Part 2 - Technical Building blocks of Data Lake

This part of the book introduces reader to many technologies which will be part of the Data Lake implementation. Each chapter covers a technology which will slowly build the Data Lake and the use case namely Single Customer View (SCV) in the due course. Almost all the important technical details of the technology being discussed in each chapter would be covered in a holistic fashion as in-depth coverage is out of scope of this book. It consists of six chapters and each chapter has a goal well defined to be achieved as detailed below.

Chapter 5, Data Acquisition of Batch Data using Apache Sqoop, delves deep into Apache Sqoop. It gives reasons for this choice and also gives the reader other technology options with good amount of details. The chapter also gives a detailed example connecting Data Lake and Lambda Architecture. In this chapter the reader will understand Sqoop framework and similar tools in the space for data loads from an enterprise data source into a Data Lake. The reader will understand the technical details around Sqoop and architecturally the problems that it solves. The reader will also be taken through examples, where the  Sqoop will be seen in action and various steps involved in using it with Hadoop technologies.

Chapter 6, Data Acquisition of Stream Data using Apache Flume, delves deep into Apache Flume, thus connecting technologies  in purview of Data Lake and Lambda Architecture. The reader will understand Flume as a framework and its various patterns by which it can be leveraged for Data Lake. The reader will also understand the Flume architecture and technical details around using it to acquire and consume data using this framework in detail, with specific capabilities around transaction control and data replay with working example. The reader will also understand how to use flume with streaming technologies for stream based processing.

Chapter 7, Messaging Layer using Apache Kafka, delves deep into Apache Kafka. This part of the book initially gives the reader the reason for choosing a particular technology and also gives details of other technology options. . In this chapter, the reader would understand Kafka as a message oriented middleware and how it’s compared with other messaging engines. The reader will get to know details around Kafka and its functioning and how it can be leveraged for building scale-out capabilities, from the perspective of client (publisher), broker and consumer(subscriber). This reader will also understand how to integrate Kafka with Hadoop components for acquiring enterprise data and what capabilities this integration brings to Data Lake.

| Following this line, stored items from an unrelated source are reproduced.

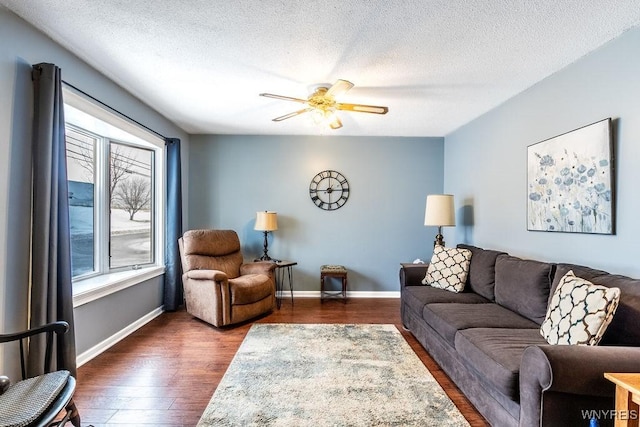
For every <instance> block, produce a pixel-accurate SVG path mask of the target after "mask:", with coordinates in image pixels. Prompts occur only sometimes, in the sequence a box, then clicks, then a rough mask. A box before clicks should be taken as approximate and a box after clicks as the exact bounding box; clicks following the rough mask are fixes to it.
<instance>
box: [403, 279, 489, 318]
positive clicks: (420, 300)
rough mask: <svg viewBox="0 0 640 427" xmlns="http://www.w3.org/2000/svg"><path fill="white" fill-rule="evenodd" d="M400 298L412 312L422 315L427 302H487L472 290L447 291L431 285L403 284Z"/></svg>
mask: <svg viewBox="0 0 640 427" xmlns="http://www.w3.org/2000/svg"><path fill="white" fill-rule="evenodd" d="M402 300H403V302H404V303H405V304H407V305H408V306H409V307H410V308H411V309H412V310H413V311H414V312H416V313H418V314H420V315H422V310H423V309H424V306H425V305H427V304H433V303H460V304H478V303H487V302H489V301H488V300H487V299H486V298H483V297H481V296H480V295H478V294H475V293H473V292H459V293H454V292H449V291H446V290H444V289H438V288H432V287H431V286H405V287H404V288H403V289H402Z"/></svg>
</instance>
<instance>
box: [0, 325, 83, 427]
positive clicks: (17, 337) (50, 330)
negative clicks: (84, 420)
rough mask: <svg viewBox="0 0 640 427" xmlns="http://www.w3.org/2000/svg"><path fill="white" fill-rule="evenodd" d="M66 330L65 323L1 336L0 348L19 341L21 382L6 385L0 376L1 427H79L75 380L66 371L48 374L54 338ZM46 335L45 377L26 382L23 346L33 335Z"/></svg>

Chapter 8, Data Processing using Apache Flink, the reader in this chapter would understand the concepts around streaming and stream based processing, and specifically in reference to Apache Flink. The reader will get deep into using Apache Flink in context of Data Lake and in the Big Data technology landscape for near real time processing of data with working examples. The reader will also realize how a streaming functionality would depend on various other layers in architecture and how these layers can influence the streaming capability.

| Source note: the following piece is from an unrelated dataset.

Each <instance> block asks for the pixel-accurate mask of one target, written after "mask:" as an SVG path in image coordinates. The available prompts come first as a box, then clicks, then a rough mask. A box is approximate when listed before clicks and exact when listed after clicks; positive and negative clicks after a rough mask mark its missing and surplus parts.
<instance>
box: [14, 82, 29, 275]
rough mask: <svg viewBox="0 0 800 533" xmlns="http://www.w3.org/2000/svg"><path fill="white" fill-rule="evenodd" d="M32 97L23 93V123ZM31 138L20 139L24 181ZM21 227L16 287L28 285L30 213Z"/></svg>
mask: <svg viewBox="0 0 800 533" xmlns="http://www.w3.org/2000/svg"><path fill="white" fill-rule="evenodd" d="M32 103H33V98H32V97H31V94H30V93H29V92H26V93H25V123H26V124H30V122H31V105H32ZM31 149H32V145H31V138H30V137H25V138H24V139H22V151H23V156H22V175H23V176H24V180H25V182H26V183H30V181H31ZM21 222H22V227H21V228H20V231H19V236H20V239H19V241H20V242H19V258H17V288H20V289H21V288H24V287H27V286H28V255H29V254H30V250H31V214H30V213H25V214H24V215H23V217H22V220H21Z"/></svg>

Chapter 9, Data Storage using Apache Hadoop, delves deep into Apache Hadoop.  In this chapter, the reader would get deeper into Hadoop Landscape with various Hadoop components and their functioning and specific capabilities that these components can provide for an enterprise Data Lake. Hadoop in context of Data Lake is explained at an implementation level and how Hadoop frameworks capabilities around file storage, file formats and map-reduce capabilities can constitute the foundation for a Data Lake and specific patterns that can be applied to this stack for near real time capabilities.

Chapter 10, Indexed Data Store using Elasticsearch, delves deep into Elasticsearch.  The reader will understand Elasticsearch as data indexing framework and various data analyzers provided by the framework for efficient searches. The reader will also understand how elasticsearch can be leveraged for Data Lake and data at scale with efficient sharding and distribution mechanisms for consistent performance. The reader will also understand how elasticsearch can be used for fast streaming and how it can used for high performance applications with working examples.